G. Ramos 6,5: desperdiça o impossível no primeiro tempo e repete isso também no início da etapa final: 4 chances de gol enormes. Depois aparece bem na assistência de Saelemaekers e bate para o gol com um chute cruzado de pé esquerdo que lhe vale a primeira alegria em San Siro.
Amorim 6,5: muito bem tanto na proposta de jogo quanto na leitura da partida; para o português, é um ótimo início de temporada.
NOTAS DO VENEZIA
Stanković 6,5: apesar de buscar duas bolas no fundo da rede, foi protagonista de uma atuação convincente, aparecendo bem em duas finalizações à queima-roupa de Ramos e Chukwueze.
Schingtienne 5: quase perfeito por 70 minutos, depois entra Saelemakers e ele entra em pane, se mostrando despreparado.
Bella-Kotchap 5 se Ramos finaliza 5/6 vezes no gol e ainda marca um gol, alguma responsabilidade deve ser dada ao ex-Verona, longe de ser irrepreensível, que sofre bastante nos duelos físicos. Reprovado.
Franjić 6: da linha defensiva é o mais seguro, ao menos até a lesão, fortuita, que o obriga a pedir substituição. (aos 45' Halhal 5: infeliz protagonista do gol contra que fecha a partida)

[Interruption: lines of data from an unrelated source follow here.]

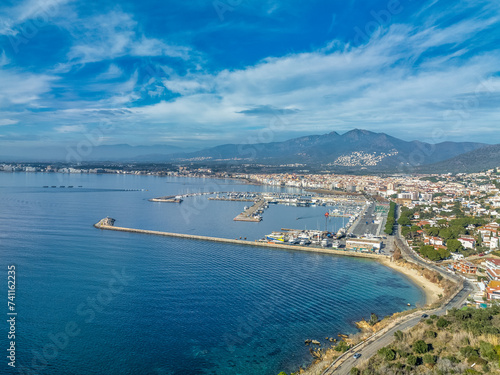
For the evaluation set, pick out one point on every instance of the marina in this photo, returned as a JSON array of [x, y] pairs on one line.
[[108, 224]]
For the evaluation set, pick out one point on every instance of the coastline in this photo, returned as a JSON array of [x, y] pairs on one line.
[[430, 289]]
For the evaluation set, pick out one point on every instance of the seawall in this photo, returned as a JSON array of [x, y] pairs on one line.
[[245, 243]]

Hainaut 6: boa atuação nas duas fases.
Pérez 5,5: do meio-campista espanhol, Stroppa espera mais em termos de personalidade: razoável na fase de posse de bola, mas no conjunto da partida se mostra tímido. (aos 79' Lauberbach s.v)
Busio 6,5: homem de todo lugar no Venezia, marca e costura o jogo.
Bašić 6,5: atuação valiosa do meio-campista croata, que agrada tanto pela limpeza técnica na saída de bola quanto pelos quilômetros percorridos. Acaba o combustível e obriga Stroppa a mexer. (aos 65' Sohm 5,5: aparece pouco no meio)
Haps 5,5: Chukwueze não lhe dá muitos pontos de referência e ele entra logo em pane, levando um cartão amarelo evitável. Praticamente nula a força pela ala direita. (aos 65' Correia 5,5: entra no pior momento da partida e comete dois ou três faltas evitáveis)
Yeboah 6: certamente muito ativo, incomoda bastante Pavlovic e o Milan de maneira geral. Precisa, porém, ser mais concreto para também decidir na Serie A. (aos 80ì Rrhamani)
Adams 6: faz sua presença ser sentida, cria espaços para os companheiros. Um grande porém: no primeiro tempo, não foi maldoso na jogada de contra-ataque que poderia garantir a vantagem para sua equipe.
Téc. Stroppa 6: pode sair satisfeito de San Siro pelo crescimento da equipe e pela forma como ocupou o campo por 70 minutos, criando diversas chances de gol.